We thought he was on his final leg when we brought him back home a year ago from my son's home. He was pitifully thin despite eating maniacally at every chance, first devouring his own food then moving over to the other cat's bowl and devouring half of his portion too. The young cat had never seen such debauchery and stepped back to watch the gluttony with what I might call a kind of reverential wonder. The old cat continued to eat ravenously AND to lose weight in the first few weeks, but then the veterinarian upped his dose of insulin and he evened off for a while, plumping up a bit, and leaving a good portion of the other cat's food to the other cat. "Even so," the vet warned us back then, "he probably won't be long for this world." And even as it saddened us, Ian and I both think that there's a kind of rightness in him coming home to die quietly, among those who love you. So we prepared ourselves for the worst even as we, secretly, hoped for the better.

And he did make a recovery, of sorts: once he was here in the quiet of our old farmhouse.

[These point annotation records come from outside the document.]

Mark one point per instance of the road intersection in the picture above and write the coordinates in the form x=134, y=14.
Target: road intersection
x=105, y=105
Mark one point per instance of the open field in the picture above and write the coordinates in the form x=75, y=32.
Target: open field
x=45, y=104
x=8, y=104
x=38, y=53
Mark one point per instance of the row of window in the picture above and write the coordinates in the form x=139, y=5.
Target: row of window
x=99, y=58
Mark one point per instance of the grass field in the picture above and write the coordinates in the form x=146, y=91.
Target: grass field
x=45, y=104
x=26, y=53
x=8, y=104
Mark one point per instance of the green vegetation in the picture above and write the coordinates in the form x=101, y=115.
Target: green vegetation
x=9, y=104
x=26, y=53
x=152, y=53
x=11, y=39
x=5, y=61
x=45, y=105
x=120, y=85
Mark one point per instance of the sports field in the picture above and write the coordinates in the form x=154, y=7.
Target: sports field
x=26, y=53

He spent all last spring, summer, and early fall sitting out on the summer porch all day, dozing off on his cozy perch and watching the squirrels and birds – or trying to watch them, as much as he could, given the cataracts. But, even when he did manage to "track them" by following the direction of their noises, he lost interest quickly and settled back to doze in the sun. Baby birds were hatched in the low tree limbs last spring and he didn't have any inclination to plunder the nest or frighten the mother bird. They came and went as near to him as they wanted and he just stretched and yawned and settled back to sleep. Spiders and bugs, which used to be his daily "kill" obsessions as a young cat, made their nest and webs near him or, on occasion, crawled right over him and he didn't seem to mind. He has gone, in these late years, from being a fierce stalker and killer to being a genial resting-place where even the oldest enemies can come close again. And that is, perhaps, the lesson the elderly have to show us: how it is possible to grow in wisdom even as we shrink in stature.

Now, he is beyond eating and takes in only a few laps of water at a time before he exhausts himself and must crawl back into the warm closet alongside my flats and tennis shoes and the beautiful, expensive high heels I once loved and keep now though I can no longer walk in them. He likes to lie curled up on the wooden floorboards there and to feel the heat that builds up from the copper pipes running through the back of the closet. It's as close as he can get to that "womb-feeling" again. And he clearly likes the fetal feel of it there in the warm darkness.

The old cat cannot make it over the lip of the litter box now sometimes and just relieves himself as close as possible to the box so, even as we gather the cleaning rags and sponges, the disinfectant and the green apple spray, we praise him for getting close. No heroic gesture goes unnoticed in this house. And when he jumps onto the bed with us at night, making that little cat-cry of pain that he makes when he puts all his effort into leaping up, we let him curl against us and we whisper to him in that old way we used to when he first came to us from the pound as a five-week-old kitten. We drop our voices to barely audible and coo at him in baby-talk as he tries to "fix" us, once more, in his sight: Good boy, Bobo Ramadan. Good boy. What a pity sing you are. . . .


**A note about this posting: I had to reload this posting today in order to fix some of the photos which weren't showing up and, when I did, I lost the two comments by Christine and Ernie. I am still learning how to manage the digital world of print and the learning curve is steep. Many apologizes to Ernie and Christine!